You can render at three levels of fidelity:

  • Lowest effort: read the Matrix body (the bridge always sets sensible plaintext/HTML) and ignore com.beeper.ai. You get a static final answer with no streaming or tool detail.
  • Medium: read message (a UIMessage) from the anchor (for the live preview) and the final edit (for the consolidated result). Skip the incremental carriers.
  • Full: replay the envelopes from every stream carrier to animate text/reasoning/tool-call deltas in real time.

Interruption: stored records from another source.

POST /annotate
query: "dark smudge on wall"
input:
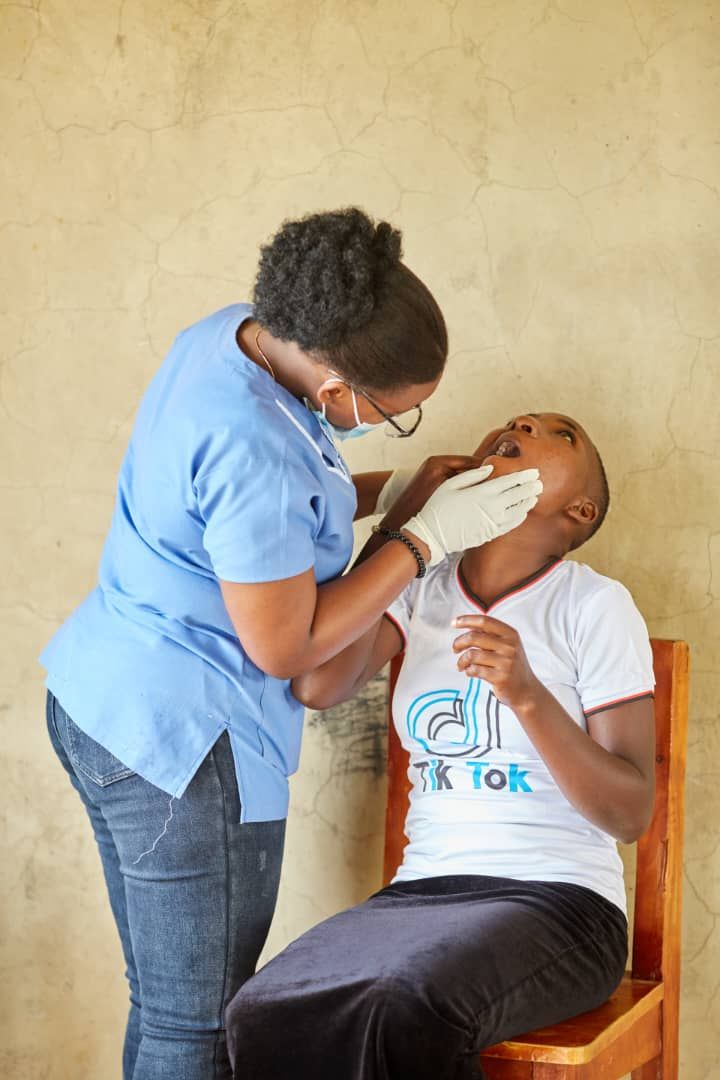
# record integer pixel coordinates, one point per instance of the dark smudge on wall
(358, 729)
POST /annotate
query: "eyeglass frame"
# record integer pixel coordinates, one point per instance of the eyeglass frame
(399, 431)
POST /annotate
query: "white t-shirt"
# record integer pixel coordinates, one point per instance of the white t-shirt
(483, 800)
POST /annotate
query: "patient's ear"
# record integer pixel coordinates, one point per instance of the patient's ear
(583, 511)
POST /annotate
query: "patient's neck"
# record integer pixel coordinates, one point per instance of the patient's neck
(497, 567)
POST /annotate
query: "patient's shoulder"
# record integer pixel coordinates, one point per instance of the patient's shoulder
(594, 591)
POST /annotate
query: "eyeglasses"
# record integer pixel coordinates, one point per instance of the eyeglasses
(398, 431)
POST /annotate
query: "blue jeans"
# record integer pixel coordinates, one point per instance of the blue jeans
(192, 892)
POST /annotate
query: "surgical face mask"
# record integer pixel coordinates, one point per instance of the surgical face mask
(340, 434)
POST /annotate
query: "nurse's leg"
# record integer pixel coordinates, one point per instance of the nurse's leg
(201, 892)
(113, 880)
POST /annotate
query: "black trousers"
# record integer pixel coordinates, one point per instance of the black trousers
(420, 977)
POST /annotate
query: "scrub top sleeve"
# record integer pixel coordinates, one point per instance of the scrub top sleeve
(259, 520)
(613, 652)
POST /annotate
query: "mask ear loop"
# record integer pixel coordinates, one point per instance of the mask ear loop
(336, 378)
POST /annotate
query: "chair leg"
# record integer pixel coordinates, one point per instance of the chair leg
(543, 1070)
(651, 1070)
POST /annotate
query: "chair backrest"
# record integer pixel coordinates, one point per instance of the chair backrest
(656, 928)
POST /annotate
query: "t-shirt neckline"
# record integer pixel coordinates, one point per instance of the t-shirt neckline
(521, 586)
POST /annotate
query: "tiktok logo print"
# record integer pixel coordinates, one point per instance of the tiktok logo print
(461, 731)
(444, 723)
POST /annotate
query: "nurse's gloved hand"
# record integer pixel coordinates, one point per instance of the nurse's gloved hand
(470, 510)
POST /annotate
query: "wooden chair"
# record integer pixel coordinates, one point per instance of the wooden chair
(637, 1029)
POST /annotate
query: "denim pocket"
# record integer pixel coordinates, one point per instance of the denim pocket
(87, 756)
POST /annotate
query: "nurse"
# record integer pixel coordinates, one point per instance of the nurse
(168, 696)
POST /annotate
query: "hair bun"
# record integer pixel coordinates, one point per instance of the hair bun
(321, 277)
(388, 244)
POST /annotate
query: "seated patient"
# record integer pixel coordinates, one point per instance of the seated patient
(525, 702)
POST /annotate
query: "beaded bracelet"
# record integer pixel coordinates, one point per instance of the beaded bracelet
(395, 535)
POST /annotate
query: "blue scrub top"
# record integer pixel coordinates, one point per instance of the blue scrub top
(227, 476)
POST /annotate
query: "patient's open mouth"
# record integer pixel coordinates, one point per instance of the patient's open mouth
(507, 448)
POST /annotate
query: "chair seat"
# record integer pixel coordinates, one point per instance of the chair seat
(580, 1040)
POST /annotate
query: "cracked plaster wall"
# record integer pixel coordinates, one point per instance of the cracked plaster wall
(556, 170)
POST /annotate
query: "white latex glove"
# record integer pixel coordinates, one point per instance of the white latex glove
(469, 510)
(393, 488)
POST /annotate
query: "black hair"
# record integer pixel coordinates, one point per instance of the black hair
(335, 284)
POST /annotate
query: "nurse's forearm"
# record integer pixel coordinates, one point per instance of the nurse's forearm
(291, 626)
(368, 487)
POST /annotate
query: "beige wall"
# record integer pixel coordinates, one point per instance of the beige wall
(556, 170)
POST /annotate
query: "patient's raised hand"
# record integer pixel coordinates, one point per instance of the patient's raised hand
(491, 650)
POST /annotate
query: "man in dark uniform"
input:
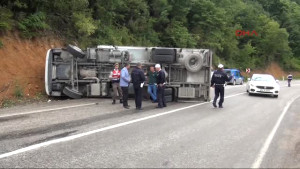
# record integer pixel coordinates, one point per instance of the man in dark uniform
(138, 79)
(290, 78)
(161, 79)
(218, 82)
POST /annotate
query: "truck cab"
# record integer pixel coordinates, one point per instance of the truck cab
(237, 78)
(76, 73)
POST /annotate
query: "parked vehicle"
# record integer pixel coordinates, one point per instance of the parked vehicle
(237, 78)
(76, 73)
(263, 84)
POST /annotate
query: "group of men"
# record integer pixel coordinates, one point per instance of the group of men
(121, 79)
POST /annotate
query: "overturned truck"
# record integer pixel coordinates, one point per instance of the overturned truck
(75, 73)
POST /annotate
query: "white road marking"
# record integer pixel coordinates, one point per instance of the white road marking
(269, 139)
(46, 110)
(68, 138)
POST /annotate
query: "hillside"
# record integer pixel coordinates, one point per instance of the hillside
(22, 65)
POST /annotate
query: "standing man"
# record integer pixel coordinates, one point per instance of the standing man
(161, 79)
(218, 82)
(138, 79)
(124, 83)
(152, 88)
(115, 80)
(290, 78)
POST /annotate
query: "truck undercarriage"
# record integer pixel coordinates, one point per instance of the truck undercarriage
(75, 73)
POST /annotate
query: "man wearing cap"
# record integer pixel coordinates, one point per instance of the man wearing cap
(138, 79)
(218, 82)
(290, 78)
(152, 88)
(115, 80)
(161, 79)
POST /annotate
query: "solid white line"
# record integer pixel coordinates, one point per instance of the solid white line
(68, 138)
(46, 110)
(269, 139)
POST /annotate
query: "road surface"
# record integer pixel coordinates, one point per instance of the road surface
(250, 131)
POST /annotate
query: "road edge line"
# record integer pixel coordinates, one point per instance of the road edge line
(268, 141)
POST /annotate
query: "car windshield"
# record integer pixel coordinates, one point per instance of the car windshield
(263, 78)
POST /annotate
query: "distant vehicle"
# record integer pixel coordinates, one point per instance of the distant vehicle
(263, 84)
(237, 78)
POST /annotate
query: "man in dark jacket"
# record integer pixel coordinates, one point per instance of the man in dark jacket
(138, 79)
(161, 79)
(218, 82)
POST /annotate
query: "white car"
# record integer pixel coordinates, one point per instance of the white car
(264, 84)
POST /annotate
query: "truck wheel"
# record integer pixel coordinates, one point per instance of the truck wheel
(169, 98)
(168, 92)
(163, 58)
(72, 93)
(193, 62)
(75, 51)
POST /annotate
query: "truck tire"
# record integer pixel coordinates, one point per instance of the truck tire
(168, 92)
(193, 62)
(169, 98)
(72, 93)
(163, 55)
(163, 58)
(75, 51)
(163, 51)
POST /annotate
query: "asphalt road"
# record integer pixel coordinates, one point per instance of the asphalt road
(250, 131)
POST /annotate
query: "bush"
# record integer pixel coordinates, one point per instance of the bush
(32, 25)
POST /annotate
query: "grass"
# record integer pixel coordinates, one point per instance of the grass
(7, 103)
(18, 92)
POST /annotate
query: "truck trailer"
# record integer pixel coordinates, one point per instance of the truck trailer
(75, 73)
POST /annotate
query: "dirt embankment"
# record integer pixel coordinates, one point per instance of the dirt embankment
(22, 65)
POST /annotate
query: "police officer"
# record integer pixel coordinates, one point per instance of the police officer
(138, 79)
(218, 82)
(161, 79)
(290, 78)
(115, 80)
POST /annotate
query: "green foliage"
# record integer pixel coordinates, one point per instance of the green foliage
(33, 24)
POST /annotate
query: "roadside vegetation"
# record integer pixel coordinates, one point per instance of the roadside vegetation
(171, 23)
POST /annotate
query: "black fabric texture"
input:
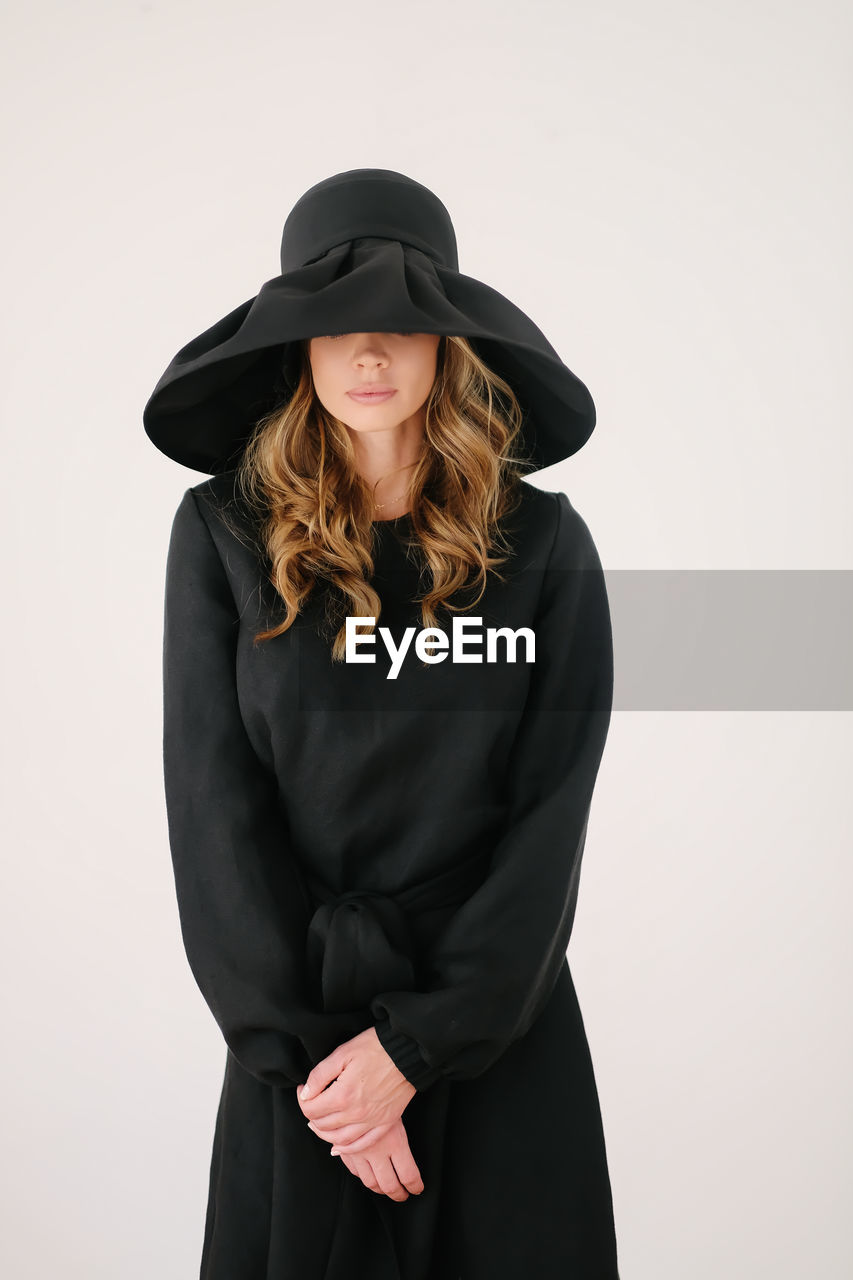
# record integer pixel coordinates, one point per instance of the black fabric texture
(368, 250)
(356, 851)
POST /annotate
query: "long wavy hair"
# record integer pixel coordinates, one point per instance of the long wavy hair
(313, 511)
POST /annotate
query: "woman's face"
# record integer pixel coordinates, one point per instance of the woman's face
(402, 364)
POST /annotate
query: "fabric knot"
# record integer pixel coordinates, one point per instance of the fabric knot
(359, 945)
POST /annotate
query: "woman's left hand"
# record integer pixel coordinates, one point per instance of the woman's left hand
(355, 1093)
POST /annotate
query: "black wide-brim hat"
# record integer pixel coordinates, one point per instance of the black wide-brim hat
(364, 251)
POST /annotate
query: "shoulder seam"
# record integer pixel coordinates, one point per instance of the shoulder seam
(217, 552)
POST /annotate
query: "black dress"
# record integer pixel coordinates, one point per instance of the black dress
(356, 850)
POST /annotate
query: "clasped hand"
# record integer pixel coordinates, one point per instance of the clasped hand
(355, 1098)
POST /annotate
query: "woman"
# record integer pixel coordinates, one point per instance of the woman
(387, 689)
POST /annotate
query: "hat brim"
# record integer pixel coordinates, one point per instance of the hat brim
(210, 397)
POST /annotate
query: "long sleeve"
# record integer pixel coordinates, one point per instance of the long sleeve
(242, 906)
(495, 965)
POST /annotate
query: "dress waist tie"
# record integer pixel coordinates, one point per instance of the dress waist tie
(363, 942)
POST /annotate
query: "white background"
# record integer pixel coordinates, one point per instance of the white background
(666, 190)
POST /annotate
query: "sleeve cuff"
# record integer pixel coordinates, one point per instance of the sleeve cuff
(406, 1055)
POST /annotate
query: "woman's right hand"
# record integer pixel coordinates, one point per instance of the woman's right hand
(388, 1166)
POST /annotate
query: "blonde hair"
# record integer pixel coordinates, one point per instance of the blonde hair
(314, 512)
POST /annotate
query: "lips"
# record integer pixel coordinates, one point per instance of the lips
(372, 394)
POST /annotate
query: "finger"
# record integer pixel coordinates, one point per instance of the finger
(327, 1106)
(325, 1070)
(363, 1170)
(333, 1136)
(407, 1170)
(387, 1178)
(361, 1141)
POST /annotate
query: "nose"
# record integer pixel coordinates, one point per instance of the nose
(370, 348)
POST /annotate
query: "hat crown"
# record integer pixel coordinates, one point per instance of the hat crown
(368, 202)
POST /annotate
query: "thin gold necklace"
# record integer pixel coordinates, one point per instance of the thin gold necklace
(379, 506)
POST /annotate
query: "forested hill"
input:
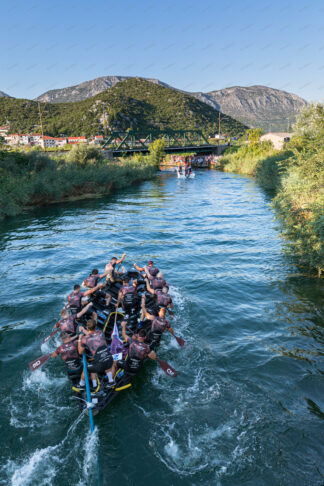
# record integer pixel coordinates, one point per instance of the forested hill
(132, 104)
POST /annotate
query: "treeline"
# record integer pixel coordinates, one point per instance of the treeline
(33, 179)
(296, 176)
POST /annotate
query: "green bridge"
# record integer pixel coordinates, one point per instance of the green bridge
(175, 141)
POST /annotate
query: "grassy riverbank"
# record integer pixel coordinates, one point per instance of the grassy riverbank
(35, 179)
(297, 178)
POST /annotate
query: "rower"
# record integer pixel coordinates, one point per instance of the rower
(75, 298)
(93, 279)
(153, 271)
(69, 353)
(95, 345)
(137, 352)
(68, 322)
(159, 325)
(157, 282)
(163, 298)
(128, 295)
(112, 276)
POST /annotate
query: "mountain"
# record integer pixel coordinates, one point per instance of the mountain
(132, 104)
(257, 106)
(87, 89)
(4, 95)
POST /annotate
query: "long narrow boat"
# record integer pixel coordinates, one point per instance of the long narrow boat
(101, 397)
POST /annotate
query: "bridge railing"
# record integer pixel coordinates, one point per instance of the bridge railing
(130, 140)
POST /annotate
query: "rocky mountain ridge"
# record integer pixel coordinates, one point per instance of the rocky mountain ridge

Anchor → stream → final lifecycle

A single logical assistant message moves through three Matrix events:

Kind Matrix mechanism Purpose
anchor the original posted message placeholder; message = initial preview text
stream events related to the anchor (m.reference) incremental carriers; each holds a batch of sequenced AG-UI envelopes
final an edit of the anchor consolidated result; carries com.beeper.dont_render_edited: true

Stream carriers are published incrementally — only events appended since the last publish are packed, with globally monotonic sequence numbers (Envelope.Seq) and deterministic transaction IDs (ai_stream_<runID>_<seq>) for idempotency. A client that understands AG-UI reconstructs the message by ordering envelopes by Seq; a client that doesn't simply shows the final edit.

The AG-UI event protocol

pkg/ag-ui is a Go port of the AG-UI streaming spec — the vocabulary inside envelopes. An agui.Event is an open map[string]any (forward-compatible: unknown fields survive round-trips), with a type discriminator. The full catalog (events.go):

  • Lifecycle: RUN_STARTED, RUN_FINISHED, RUN_ERROR
  • Text: TEXT_MESSAGE_START / _CONTENT / _END / _CHUNK
  • Reasoning: REASONING_START / _END, REASONING_MESSAGE_START / _CONTENT / _END / _CHUNK, REASONING_ENCRYPTED_VALUE
  • Tools: TOOL_CALL_START / _ARGS / _END / _CHUNK / _RESULT
  • Steps: STEP_STARTED, STEP_FINISHED
  • State: STATE_SNAPSHOT, STATE_DELTA, MESSAGES_SNAPSHOT
  • Activity: ACTIVITY_SNAPSHOT, ACTIVITY_DELTA
  • Escape hatches: RAW, CUSTOM

The protocol is validated (validation.go): exactly one RUN_STARTED; nothing after a terminal RUN_FINISHED/RUN_ERROR; content/end events must follow a matching start; no sequence may be left open at termination; TOOL_CALL_END must not carry a result (use TOOL_CALL_RESULT). Tool-call states are awaiting-inputinput-streaminginput-complete; tool-result states are streaming / complete / error. CUSTOM events named com.beeper.source / com.beeper.document / com.beeper.file / com.beeper.data carry citations, artifacts, and arbitrary data.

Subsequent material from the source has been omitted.